Director Lowell Sherman maintains a light and light-hearted tone, with a lot of verbal juttiness, cocktail-party set-ups, bedroom-door allusion rather than general slapstick. It is fast-paced, which is characteristic of the early-30s comedies, and the movie does not stay too long with a single man or a single set-up before another loyalty change.

Modern and contemporary critics can point out that the movie is acetic in its perception of relationships: there are no one hundred percent innocent people, and love is seldom seen without a price tag. This disposition is one of its appeals to pre-Code enthusiasts, but anyone who looks to the movie to get a nice moral lesson or a strictly romantic reward might find it less sentimental than it is in later versions.

Being a public-domain film, Three Broadway Girls full movie has been “ripplied into oblivion, and this implies that a lot of the copies of the film online and on low-cost DVDs are scratched or improperly edited.
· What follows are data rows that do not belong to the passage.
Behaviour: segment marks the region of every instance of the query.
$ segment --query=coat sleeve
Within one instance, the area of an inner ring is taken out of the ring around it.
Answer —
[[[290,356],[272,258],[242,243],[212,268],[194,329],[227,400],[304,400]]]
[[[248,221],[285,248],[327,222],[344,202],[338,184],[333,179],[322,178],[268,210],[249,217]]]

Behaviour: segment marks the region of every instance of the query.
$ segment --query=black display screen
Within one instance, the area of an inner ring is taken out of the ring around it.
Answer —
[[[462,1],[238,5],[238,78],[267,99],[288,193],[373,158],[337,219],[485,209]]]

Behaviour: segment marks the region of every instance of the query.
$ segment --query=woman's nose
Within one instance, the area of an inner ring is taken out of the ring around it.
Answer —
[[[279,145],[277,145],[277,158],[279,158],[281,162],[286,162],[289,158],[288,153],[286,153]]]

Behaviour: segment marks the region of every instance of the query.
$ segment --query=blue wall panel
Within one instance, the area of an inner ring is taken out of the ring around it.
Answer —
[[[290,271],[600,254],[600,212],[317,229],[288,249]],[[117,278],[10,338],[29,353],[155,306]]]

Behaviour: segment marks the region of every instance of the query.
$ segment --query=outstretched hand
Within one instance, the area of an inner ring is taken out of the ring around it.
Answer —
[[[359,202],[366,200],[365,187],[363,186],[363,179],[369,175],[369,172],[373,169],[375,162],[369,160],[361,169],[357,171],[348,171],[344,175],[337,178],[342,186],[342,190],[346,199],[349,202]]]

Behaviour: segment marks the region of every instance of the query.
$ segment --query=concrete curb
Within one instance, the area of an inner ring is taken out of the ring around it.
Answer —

But restorations and film festivals of The Greeks Had a Word for Them in its original title demonstrate that it can be made to look stylish and polished when made out of better material.

To any person with an interest in pre-Code movies, or the origins of How to Marry a Millionaire, Three Broadway Girls 1932 film is a historical treasure and also a movie worth viewing, and not necessarily due to its elaborate love-hunt machinations of the female characters, but also because of all the snappy lines that the women say to each other.